Hello everyone. I'm quite new here on Zindi, and I really enjoyed taking part to the crop detection challange. However, now that the competetion is closed, I have one doubt concerning the input data and their distribution. With my numerical models, I have seen that results on internal validation varied a lot using random sampling and stratified sampling. Indeed, this is consistent with the input dataset, where the classes are clearly not balanced. My doubt is the following: according to the partecipants or to Zindi organizers, are the classes in the validation dataset distributed as in the training dataset? What I have seen is that using random sampling for my internal validation I got results around 1.25-1.35, whereas using stratified sampling I always go below 1 no matter what model I use, random forest or deep learning.
Can someone help me understanding? Thank you and congratulation to you all!
My local validation score is very close to the leaderboard score. I used stratified sampling on the fields not on individaul pixels so as not to oversample fields with a lot of pixels.
Ok, I noticed the diffence both dealing with pixels and with fields...maybe it also depends on other settings of the model...
Hi KarelAmer, please could you clarify stratifying on pixel vs fields. I am a bit lost. My view is that Per field there are multiple rows showing readings on each location. Its clear if you group the location readings per field into one and then stratify by the target variable - "label". Or do you mean your were stratifying with Field_id?
Hi DrFad, I group the pixels of each field in one row in order to have only 3,286 training sample then apply stratified sampling one such data.
Thanks for the clarification KarimAmer. So what's the difference between pixel vs field stratification?
Since the metric of the competition is cross entropy, the results will be heavily affected by the class distribution. So if training distribution is different from test distribution, test results will be worse than validation results.
Applying that on our case, it appears that the class distribution in training and testing are very close and splitted on fields not on pixels. So applying pixel stratification will oversample some fields changing the class distribution in training which leads to bad test results.
Here is another example competition where training and test class distributions are different and how fixing that can improve the reuslts: https://www.kaggle.com/c/quora-question-pairs/discussion/31179
I think I understand what you are trying to say.

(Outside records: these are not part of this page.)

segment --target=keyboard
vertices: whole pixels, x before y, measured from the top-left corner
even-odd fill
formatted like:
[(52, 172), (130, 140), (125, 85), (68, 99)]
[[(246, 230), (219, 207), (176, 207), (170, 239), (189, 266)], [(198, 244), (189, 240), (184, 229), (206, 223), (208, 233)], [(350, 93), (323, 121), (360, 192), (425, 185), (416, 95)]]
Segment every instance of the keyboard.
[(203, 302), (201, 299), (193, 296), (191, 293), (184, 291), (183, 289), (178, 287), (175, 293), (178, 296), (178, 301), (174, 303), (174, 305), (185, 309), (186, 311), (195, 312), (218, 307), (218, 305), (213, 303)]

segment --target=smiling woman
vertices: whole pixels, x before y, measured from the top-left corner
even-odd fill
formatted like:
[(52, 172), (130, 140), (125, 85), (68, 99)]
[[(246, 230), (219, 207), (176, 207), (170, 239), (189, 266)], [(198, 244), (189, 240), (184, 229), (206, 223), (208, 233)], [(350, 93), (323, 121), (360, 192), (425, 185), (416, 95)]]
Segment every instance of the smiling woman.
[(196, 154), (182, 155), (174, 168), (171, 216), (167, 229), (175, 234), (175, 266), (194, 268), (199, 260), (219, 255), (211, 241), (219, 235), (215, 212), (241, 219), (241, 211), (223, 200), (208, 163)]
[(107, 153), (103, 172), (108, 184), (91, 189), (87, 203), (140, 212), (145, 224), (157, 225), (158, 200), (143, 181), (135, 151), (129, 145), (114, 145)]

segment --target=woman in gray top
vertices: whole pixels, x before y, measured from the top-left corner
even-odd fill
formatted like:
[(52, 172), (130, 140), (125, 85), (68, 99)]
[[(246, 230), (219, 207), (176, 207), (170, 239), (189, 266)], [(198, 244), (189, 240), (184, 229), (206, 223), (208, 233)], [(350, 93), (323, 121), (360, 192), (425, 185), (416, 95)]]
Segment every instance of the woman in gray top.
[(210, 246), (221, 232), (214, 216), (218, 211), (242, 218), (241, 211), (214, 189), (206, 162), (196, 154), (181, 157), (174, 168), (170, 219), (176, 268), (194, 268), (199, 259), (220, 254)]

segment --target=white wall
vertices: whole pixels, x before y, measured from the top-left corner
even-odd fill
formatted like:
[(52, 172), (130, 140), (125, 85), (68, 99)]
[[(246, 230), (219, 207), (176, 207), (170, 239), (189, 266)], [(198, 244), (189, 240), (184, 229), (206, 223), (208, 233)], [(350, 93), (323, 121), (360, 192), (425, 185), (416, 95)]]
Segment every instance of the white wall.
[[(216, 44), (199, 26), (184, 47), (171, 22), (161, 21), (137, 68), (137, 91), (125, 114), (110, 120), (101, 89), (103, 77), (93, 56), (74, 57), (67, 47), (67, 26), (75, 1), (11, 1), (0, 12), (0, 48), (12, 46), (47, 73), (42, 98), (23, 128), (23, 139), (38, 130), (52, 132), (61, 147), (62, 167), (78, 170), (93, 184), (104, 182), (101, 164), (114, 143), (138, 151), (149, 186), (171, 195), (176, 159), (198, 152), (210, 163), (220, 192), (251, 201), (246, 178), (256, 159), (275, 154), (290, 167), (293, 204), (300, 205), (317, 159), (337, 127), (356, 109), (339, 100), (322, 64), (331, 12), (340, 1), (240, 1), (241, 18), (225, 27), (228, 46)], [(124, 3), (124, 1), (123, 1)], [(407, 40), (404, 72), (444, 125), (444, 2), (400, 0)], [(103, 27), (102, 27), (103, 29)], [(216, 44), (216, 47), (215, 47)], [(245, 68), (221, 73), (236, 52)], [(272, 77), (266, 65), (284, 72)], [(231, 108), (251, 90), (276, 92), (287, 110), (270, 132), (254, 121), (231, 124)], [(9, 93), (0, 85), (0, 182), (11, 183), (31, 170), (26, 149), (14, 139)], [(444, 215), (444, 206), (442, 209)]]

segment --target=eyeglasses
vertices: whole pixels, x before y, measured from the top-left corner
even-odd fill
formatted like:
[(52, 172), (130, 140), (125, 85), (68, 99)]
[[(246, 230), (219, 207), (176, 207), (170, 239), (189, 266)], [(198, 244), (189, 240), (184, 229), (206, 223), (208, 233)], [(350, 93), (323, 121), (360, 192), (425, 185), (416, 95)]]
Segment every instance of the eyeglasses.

Pixel stratification is stratifying labels before aggregation. Field stratification is stratifying labels after aggregation i. e . Aggregated to 3,286 training samples. Is this correct?
Yes
Thank you Karim, you clarified the problem I was getting. Now I see there is no more difference between my local results and the results on the leaderboard. Can I ask you what approach did you used to tackle the problem? I have started only recently to study this problem and I'm trying to undestand what are the most promising techniques to get good final results.
You are welcome @ESA-Philab. I used deep learning only with various augmentations. I will be happy to share my approach after the code review stage.
I would be very glad to look at your approach! Thank you for the answers you gave me, I really appreaciate
Happy to help
Karim, first of all congrats for your first position! I would like to ask you if you can share some details of your implementation to study your approach, thank you :)
Thanks a lot for your kind words.
I used a 3-layer conv net (shared across time steps) followed by 3-layer bi-directional GRU net. The input to the network is a crop around the field's center pixel. Extensive augmentations were applied including spatial augmentation, mix-up and time augmenation (randomly dropping one time sample). I will let you know when the implementation is uploaded on github.
Let me know if you have any further questions.